To jest tylko wersja do druku, aby zobaczyć pełną wersję tematu, kliknij TUTAJ


Powrót z gwiazd - Koty, psy i inni pierzasto-futrzaści ulubieńcy.

Jezebel - 22 Wrzeœśnia 2013, 10:38

Magnis napisał/a
Jezebel tak się Ciebie jeszcze zapytam. Na pierwszym zdjęciu siedzą oba na półkach wśród książek. Lubią sobie czasami z Tobą poczytać czyli jak coś czytasz przychodzą :wink: ?
Widziałem takie już zdjęcia z książką i stąd moje pytanie.

Pewnie, kładą się wtedy obok, na mnie lub na książce :P Ten ostatni wariant oczywiście uskuteczniają najczęściej.

Martva - 22 Wrzeœśnia 2013, 21:20

ihan, sąsiadka odczytała numer i dzwoniła po różnych miejscach, gołąb okazał się być młodym rzeszowianinem. Posiedział parę dni, pojadł pszenicy, zabrudził mi nieodwracalnie parapet od warsztatu, a po paru dniach odleciał (tak jak mówili gołębiarze przez telefon) albo coś go zżarło.
charande - 22 Wrzeœśnia 2013, 21:36

Kocica ostatnio lubi do mnie przychodzić rano do łóżka. Zawsze rano. Kładzie się obok i mruczy, czasem mnie liźnie po ręku, czasem chwyci pieszczotliwie ząbkami. Odczytuję to jako zawoalowaną sugestię "no, wstawaj już i daj mi jeść" :)
Godzilla - 22 Wrzeœśnia 2013, 22:11

Moja kota na pierwsze oznaki życia (jeszcze po ciemku) włazi mi do łóżka, układa się koło poduszki i mruczy. Zza okna dobiega tymczasem cienkie, żałosne "miauuuu" rudaska sąsiadki. Niech całe osiedle wie, że jestem wstrętna i nieużyta, i taki piękny kot marnuje mi się na parapecie. Jak ktoś się wreszcie zwlecze, pokręci po domu i otworzy drzwi na balkon, rozlega się jeszcze głośniejsze "miauuuu" i tupot kocich łap niczym kopyt kawalerii. Kawaleria jedzie zdobywać miskę z chrupkami. Jak ta sąsiadka to robi, że jej kot umie tak artystycznie miauczeć na moim oknie?
morham - 23 Wrzeœśnia 2013, 06:16

Godzilla napisał/a
Moja kota na pierwsze oznaki życia (jeszcze po ciemku) włazi mi do łóżka, układa się koło poduszki i mruczy. Zza okna dobiega tymczasem cienkie, żałosne miauuuu rudaska sąsiadki. Niech całe osiedle wie, że jestem wstrętna i nieużyta, i taki piękny kot marnuje mi się na parapecie. Jak ktoś się wreszcie zwlecze, pokręci po domu i otworzy drzwi na balkon, rozlega się jeszcze głośniejsze miauuuu i tupot kocich łap niczym kopyt kawalerii. Kawaleria jedzie zdobywać miskę z chrupkami. Jak ta sąsiadka to robi, że jej kot umie tak artystycznie miauczeć na moim oknie?

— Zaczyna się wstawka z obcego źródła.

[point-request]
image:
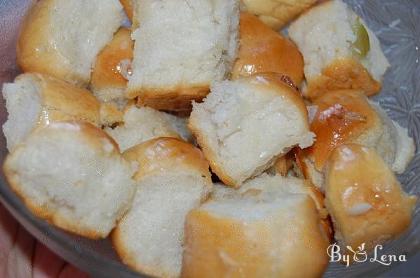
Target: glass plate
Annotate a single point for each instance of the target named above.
(397, 24)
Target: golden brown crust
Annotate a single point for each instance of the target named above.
(346, 73)
(166, 153)
(35, 50)
(128, 8)
(269, 82)
(364, 198)
(62, 101)
(277, 13)
(216, 246)
(93, 136)
(342, 116)
(174, 100)
(107, 70)
(264, 50)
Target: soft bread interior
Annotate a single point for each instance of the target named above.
(247, 232)
(81, 29)
(150, 235)
(325, 33)
(244, 127)
(197, 42)
(23, 103)
(140, 125)
(73, 177)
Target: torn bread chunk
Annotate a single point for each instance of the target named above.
(35, 99)
(63, 37)
(244, 125)
(277, 13)
(112, 69)
(173, 177)
(144, 123)
(248, 232)
(72, 175)
(347, 116)
(339, 50)
(264, 50)
(176, 59)
(364, 198)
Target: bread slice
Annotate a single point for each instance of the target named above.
(347, 116)
(172, 179)
(112, 68)
(264, 50)
(248, 233)
(277, 13)
(176, 59)
(143, 124)
(339, 50)
(35, 99)
(244, 125)
(72, 175)
(364, 198)
(62, 38)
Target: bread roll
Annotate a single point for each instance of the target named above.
(364, 198)
(112, 68)
(263, 50)
(277, 13)
(128, 8)
(144, 123)
(347, 116)
(249, 234)
(243, 126)
(339, 50)
(35, 99)
(72, 175)
(172, 178)
(176, 59)
(63, 37)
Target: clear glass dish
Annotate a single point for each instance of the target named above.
(397, 24)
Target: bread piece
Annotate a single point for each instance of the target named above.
(263, 50)
(339, 50)
(128, 8)
(277, 13)
(364, 198)
(72, 175)
(35, 99)
(243, 126)
(63, 37)
(112, 68)
(172, 178)
(249, 234)
(144, 123)
(347, 116)
(176, 59)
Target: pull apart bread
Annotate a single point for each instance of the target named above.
(112, 68)
(177, 58)
(276, 13)
(339, 50)
(144, 123)
(364, 198)
(63, 37)
(173, 177)
(347, 116)
(72, 174)
(243, 126)
(262, 49)
(270, 227)
(35, 99)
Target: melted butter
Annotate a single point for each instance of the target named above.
(341, 117)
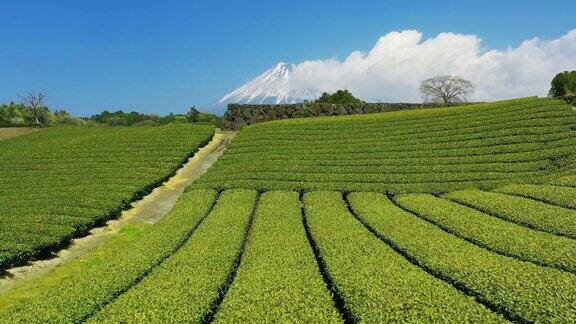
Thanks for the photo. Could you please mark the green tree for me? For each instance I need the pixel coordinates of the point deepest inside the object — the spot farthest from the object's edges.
(338, 97)
(563, 84)
(192, 115)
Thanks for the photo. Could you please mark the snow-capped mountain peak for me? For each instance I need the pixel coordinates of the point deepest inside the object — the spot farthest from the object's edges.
(272, 86)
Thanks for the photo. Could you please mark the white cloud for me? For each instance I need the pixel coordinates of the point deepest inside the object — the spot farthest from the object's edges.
(394, 67)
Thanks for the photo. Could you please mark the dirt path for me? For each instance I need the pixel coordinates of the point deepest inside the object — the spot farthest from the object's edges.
(147, 210)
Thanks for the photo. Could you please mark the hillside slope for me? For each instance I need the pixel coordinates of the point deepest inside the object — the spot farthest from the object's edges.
(526, 140)
(63, 181)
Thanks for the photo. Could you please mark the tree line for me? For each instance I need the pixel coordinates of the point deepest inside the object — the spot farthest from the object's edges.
(32, 111)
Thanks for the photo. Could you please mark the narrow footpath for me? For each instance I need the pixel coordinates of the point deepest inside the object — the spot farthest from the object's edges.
(148, 210)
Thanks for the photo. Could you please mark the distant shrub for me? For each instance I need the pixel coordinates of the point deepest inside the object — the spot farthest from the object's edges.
(239, 115)
(563, 84)
(146, 123)
(338, 97)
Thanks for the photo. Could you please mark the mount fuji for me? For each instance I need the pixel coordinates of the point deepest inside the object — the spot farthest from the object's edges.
(271, 87)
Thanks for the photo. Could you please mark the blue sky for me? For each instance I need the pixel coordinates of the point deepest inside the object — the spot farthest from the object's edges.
(164, 56)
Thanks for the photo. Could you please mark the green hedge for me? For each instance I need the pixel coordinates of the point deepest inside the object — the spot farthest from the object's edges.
(377, 284)
(77, 290)
(278, 279)
(239, 115)
(523, 291)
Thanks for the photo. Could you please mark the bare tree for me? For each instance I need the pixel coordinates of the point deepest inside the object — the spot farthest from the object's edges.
(446, 89)
(36, 107)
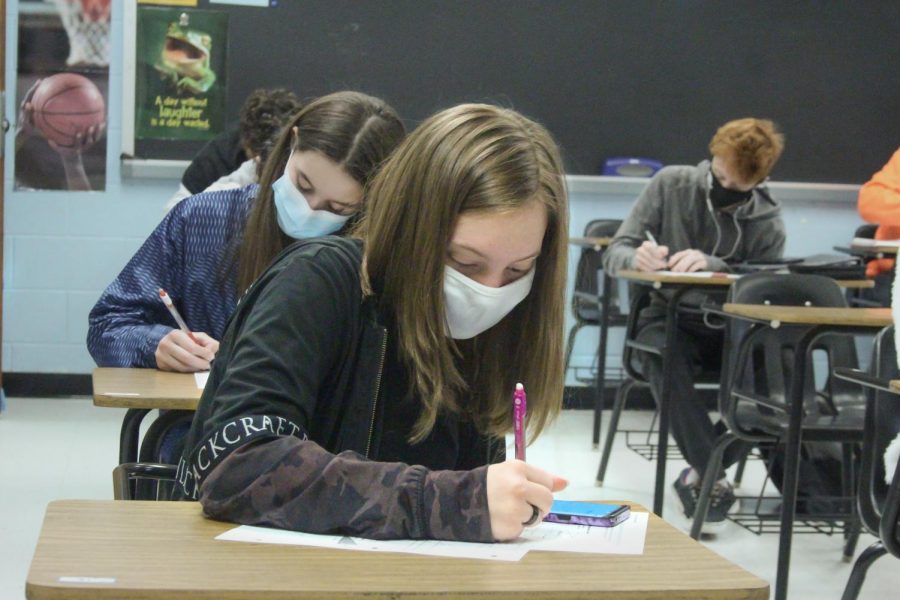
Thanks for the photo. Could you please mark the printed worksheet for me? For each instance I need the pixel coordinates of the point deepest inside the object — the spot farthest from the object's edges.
(626, 538)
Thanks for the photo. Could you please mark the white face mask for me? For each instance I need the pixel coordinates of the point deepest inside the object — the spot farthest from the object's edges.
(295, 217)
(473, 308)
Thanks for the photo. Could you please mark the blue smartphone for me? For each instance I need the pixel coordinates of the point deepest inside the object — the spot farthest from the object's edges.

Sąsiadka prawdopodobnie nic nie robi :D

Ot kot wyczuł kolejnego sługę :P

Rafał - 23 Wrzeœśnia 2013, 07:02

Sąsiedzi mają nową panią do pomocy, kobieta w zaawansowanym średnim wieku, kot jakiś mało typowy, rasa z włochatym ogonem i grzywą. Kot jak coś chce to strasznie drze japę, kobieta jak sąsiadów nie ma to też i czasem sobie gadają:
- miauuu
- czego miauczysz, zamknięte, nie wejdziesz,
- miauuu
- no przecież mówię, pojechali, zamknij się,
- miauuuułauuu
- a pocałuj mnie w dupę, i tak nie wpuszczę,
- miaur???

morham - 23 Wrzeœśnia 2013, 10:46

Rafał, hahahahaha - dobre :)


Przylazło, legło razu pewnego i wystawiło łapę. Nie wiem czy to tylko była informacja - jesteś moim człowiekiem czy pocałuj kota w łapkę :)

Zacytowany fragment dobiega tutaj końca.